My Analysis: Same as the last one, this is a deeper feature most likely part of the Linux Kernel rather than Android it’s self. The EFF has done analysis of patents like this back when MS was trying to do something similar to Linux in general. And the EFF concluded in all instances that I’m aware of that the patents were indefensible.

US Patent No. 6,791,536

Simulating touch input from a device such as a stylus or mouse.

My Analysis: This must reference the new features that I think were added into Android around 2.3. You can see them used in Motorola’s laptop docks where you can use a mouse, but it interacts with Apps that were written for touch.

US Patent No. 6,897,853

This is a ridiculously broad patent just oozing in legalese. In general it talks about interpreting input from a stylus and providing responses to the user.

My Analysis: At one point in the description they seem to try and patent “intuitive responses”. But seriously, I believe this refrences the new Stylus code in later versions of Android. After 3.0 I believe.

US Patent No. 5,778,372

Prioritize downloading of images in order to render what you have as soon as possible.

My Analysis: Prioritizing the downloading of images is something browsers have been doing since Netscape, so I’m really not sure how they got away with this one.

US Patent No. 5,889,522
OS provided dialog controls in common code such as DLLs.

My Analysis: Again, providing dialog controls from shared OS code is nothing new. Literally every OS does this. Much like some of Apple’s overly broad patents, it’s defensibility lies in some of it’s fine details.
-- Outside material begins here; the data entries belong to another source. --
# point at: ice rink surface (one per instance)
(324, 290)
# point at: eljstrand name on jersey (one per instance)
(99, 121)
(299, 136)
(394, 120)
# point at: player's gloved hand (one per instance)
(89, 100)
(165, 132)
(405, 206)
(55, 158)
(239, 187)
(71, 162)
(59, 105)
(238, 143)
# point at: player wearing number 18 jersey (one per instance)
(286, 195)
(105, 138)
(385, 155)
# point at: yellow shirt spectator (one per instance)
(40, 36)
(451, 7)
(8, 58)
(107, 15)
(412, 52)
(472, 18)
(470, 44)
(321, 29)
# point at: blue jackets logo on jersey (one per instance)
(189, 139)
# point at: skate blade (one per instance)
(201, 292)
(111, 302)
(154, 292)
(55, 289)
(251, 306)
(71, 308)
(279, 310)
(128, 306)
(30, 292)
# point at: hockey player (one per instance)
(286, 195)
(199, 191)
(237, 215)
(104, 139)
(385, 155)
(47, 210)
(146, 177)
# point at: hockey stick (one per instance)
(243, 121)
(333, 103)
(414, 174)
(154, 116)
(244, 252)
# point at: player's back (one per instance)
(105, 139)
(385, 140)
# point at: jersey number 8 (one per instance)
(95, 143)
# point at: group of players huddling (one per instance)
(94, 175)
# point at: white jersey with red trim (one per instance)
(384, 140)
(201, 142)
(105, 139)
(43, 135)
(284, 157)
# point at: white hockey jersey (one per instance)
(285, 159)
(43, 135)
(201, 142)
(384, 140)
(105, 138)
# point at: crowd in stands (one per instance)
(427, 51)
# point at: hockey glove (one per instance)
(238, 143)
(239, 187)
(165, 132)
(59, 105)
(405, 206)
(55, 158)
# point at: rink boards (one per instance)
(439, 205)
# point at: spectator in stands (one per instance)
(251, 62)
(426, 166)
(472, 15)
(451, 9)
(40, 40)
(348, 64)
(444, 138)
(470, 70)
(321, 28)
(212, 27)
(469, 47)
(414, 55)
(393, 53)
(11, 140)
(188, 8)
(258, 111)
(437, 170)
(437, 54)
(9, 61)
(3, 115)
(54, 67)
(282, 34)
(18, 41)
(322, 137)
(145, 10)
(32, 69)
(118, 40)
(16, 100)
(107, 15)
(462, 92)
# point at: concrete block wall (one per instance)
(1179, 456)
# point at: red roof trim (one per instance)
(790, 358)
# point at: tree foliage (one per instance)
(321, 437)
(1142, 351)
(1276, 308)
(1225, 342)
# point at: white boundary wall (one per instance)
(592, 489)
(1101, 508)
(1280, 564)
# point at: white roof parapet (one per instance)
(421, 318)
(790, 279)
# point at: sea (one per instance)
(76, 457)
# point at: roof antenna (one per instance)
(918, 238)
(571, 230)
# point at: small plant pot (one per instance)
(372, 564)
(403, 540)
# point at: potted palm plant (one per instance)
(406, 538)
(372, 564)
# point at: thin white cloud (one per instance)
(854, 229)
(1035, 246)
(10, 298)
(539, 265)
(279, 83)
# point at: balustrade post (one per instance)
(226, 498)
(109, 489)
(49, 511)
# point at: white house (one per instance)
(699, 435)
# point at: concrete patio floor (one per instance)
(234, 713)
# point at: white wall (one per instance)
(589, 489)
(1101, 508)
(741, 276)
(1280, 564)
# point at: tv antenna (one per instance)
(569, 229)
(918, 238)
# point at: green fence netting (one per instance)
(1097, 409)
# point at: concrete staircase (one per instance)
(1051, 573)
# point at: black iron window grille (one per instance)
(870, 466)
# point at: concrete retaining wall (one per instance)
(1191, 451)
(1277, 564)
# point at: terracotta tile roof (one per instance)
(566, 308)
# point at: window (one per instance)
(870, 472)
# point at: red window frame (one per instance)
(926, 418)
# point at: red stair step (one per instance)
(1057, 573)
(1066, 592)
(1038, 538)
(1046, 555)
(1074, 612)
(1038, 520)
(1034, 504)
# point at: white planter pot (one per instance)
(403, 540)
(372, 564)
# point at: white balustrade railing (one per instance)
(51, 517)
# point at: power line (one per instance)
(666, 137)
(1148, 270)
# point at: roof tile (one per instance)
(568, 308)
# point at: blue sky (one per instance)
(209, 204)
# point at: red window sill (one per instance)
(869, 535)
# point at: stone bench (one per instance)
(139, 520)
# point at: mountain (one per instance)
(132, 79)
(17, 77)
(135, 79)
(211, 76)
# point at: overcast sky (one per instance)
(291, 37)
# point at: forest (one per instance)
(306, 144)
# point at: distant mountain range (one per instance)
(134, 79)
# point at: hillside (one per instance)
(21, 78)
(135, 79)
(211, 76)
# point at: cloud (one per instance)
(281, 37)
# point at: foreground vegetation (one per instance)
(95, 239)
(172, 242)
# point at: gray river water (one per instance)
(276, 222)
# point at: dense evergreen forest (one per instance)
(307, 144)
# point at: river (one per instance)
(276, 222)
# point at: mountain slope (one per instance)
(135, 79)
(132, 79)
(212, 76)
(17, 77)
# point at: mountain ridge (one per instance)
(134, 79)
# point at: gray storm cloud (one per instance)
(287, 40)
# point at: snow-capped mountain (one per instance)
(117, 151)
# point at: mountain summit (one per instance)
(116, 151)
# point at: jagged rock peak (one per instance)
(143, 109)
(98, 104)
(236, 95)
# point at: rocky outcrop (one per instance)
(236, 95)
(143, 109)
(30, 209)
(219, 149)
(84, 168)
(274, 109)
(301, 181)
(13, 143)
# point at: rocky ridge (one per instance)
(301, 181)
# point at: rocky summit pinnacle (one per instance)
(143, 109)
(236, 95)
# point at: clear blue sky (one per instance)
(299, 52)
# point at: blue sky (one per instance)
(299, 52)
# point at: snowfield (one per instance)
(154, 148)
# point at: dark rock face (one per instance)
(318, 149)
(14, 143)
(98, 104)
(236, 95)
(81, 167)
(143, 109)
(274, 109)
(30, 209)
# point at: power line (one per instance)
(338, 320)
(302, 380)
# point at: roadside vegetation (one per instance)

For instance: “Image lists include multiple like-sized images that are stored efficiently in a single bitmap.” Is a very specific requirement, where if not met, this WHOLE patent would not apply. So likely they are finding areas that match these oddities exactly in Android.

US Patent No. 6,891,551

Handles for selecting text in non-editable documents.

My Analysis: Selection text out of a UI is far from novel, but I’m failing to see the details that make this defensible.

US Patent No. 6,957,233

Capturing annotations for read-only documents and saving them in a separate file.

My Analysis: I have literally no idea what this could be infringing on in Android. It might be something specific to the nook.

Final Thoughts

Most of these patents are from the 90s, some even reference Windows 95 specifically. Many are likely to be invalid due to prior art, and others for being too broad. I think B&N has a real shot here challenging these in court, especially if Google throws their weight behind the fight.